(Reuters) – Minneapolis Federal Reserve Bank President Neel Kashkari said Wednesday he is “open-minded” on either a 25 basis point or a 50 basis point rate hike at the U.S. central bank’s next meeting, adding that rates may ultimately need to go higher than the 5.4% level he had thought in December would be adequate.
“I think my colleagues agree with me that the risk of undertightening is greater than the risk of overtightening,” Kashkari told a Sioux Falls Business CEO event. Given that inflation in recent data has not receded as expected, he said, he may need to revise upward his own expected path for future Fed rate hikes.
The Fed raised interest rates last year faster than any time in the last 40 years to bring down high inflation.
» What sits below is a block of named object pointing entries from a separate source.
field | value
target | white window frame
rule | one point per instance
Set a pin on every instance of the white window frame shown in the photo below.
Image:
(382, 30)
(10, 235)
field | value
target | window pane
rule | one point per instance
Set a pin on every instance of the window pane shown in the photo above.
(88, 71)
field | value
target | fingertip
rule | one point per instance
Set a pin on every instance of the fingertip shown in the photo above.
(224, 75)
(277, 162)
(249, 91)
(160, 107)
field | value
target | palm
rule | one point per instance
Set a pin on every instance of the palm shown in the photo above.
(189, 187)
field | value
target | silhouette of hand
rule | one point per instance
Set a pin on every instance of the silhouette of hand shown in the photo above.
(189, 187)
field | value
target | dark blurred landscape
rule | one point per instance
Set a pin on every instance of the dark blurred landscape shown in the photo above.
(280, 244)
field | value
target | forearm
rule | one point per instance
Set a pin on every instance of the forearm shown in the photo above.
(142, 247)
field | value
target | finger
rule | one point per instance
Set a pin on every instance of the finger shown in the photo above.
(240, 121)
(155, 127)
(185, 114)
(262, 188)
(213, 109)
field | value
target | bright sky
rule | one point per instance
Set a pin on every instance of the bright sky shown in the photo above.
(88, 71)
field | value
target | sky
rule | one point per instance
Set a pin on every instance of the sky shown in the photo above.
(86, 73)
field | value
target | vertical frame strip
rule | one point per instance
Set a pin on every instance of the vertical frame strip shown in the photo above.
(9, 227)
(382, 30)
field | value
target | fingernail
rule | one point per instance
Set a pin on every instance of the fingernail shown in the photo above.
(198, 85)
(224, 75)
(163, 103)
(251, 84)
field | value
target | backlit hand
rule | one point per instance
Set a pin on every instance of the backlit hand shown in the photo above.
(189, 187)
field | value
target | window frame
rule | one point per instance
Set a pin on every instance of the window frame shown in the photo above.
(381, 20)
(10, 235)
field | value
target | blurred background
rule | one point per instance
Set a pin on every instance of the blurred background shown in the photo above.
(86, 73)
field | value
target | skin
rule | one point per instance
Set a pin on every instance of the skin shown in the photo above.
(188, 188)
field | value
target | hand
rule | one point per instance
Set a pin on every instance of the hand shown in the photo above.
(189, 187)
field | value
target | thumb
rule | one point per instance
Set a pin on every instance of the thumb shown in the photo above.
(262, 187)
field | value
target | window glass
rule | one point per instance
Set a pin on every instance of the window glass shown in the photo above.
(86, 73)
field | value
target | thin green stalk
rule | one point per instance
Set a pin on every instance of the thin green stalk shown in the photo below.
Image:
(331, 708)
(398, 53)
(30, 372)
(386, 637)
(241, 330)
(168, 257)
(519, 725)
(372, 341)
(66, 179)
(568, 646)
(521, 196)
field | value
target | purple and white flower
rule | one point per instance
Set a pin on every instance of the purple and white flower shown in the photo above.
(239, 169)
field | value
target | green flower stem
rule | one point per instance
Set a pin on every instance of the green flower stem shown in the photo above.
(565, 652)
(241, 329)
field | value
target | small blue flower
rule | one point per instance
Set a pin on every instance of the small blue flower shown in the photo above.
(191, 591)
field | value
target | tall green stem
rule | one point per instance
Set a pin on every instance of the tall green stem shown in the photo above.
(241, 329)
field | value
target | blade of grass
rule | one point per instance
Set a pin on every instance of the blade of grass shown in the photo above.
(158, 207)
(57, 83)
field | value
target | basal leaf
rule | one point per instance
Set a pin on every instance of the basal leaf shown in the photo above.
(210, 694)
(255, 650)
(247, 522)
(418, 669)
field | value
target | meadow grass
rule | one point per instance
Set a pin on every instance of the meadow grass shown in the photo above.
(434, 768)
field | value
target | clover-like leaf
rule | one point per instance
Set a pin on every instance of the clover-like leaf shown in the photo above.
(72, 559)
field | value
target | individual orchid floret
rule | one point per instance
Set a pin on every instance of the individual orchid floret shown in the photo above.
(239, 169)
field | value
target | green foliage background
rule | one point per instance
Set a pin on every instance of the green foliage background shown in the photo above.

Policymakers reduced that pace at their most recent meeting Jan. 31-Feb. 1. At the time, Fed Chair Jerome Powell noted the beginnings of a disinflationary process, and the central bank lifted the policy rate just a quarter point, to 4.5%-4.75%.
Since then, inflation data has come in stronger than had been expected, with prices by the Fed’s preferred index rising 5.4% in January from a year earlier, faster than in December and far above the Fed’s 2% target.
Meanwhile the labor market has been, in Kashkari’s words, “hot,” with the unemployment rate falling to 3.4% in January, the lowest since 1969.
Fed policymakers will release their next forecasts for the appropriate rate path at the close of their next meeting, later this month. Kashkari said he is leaning towards penciling in a path for rates to an end point higher than the 5.4% he had previously seen.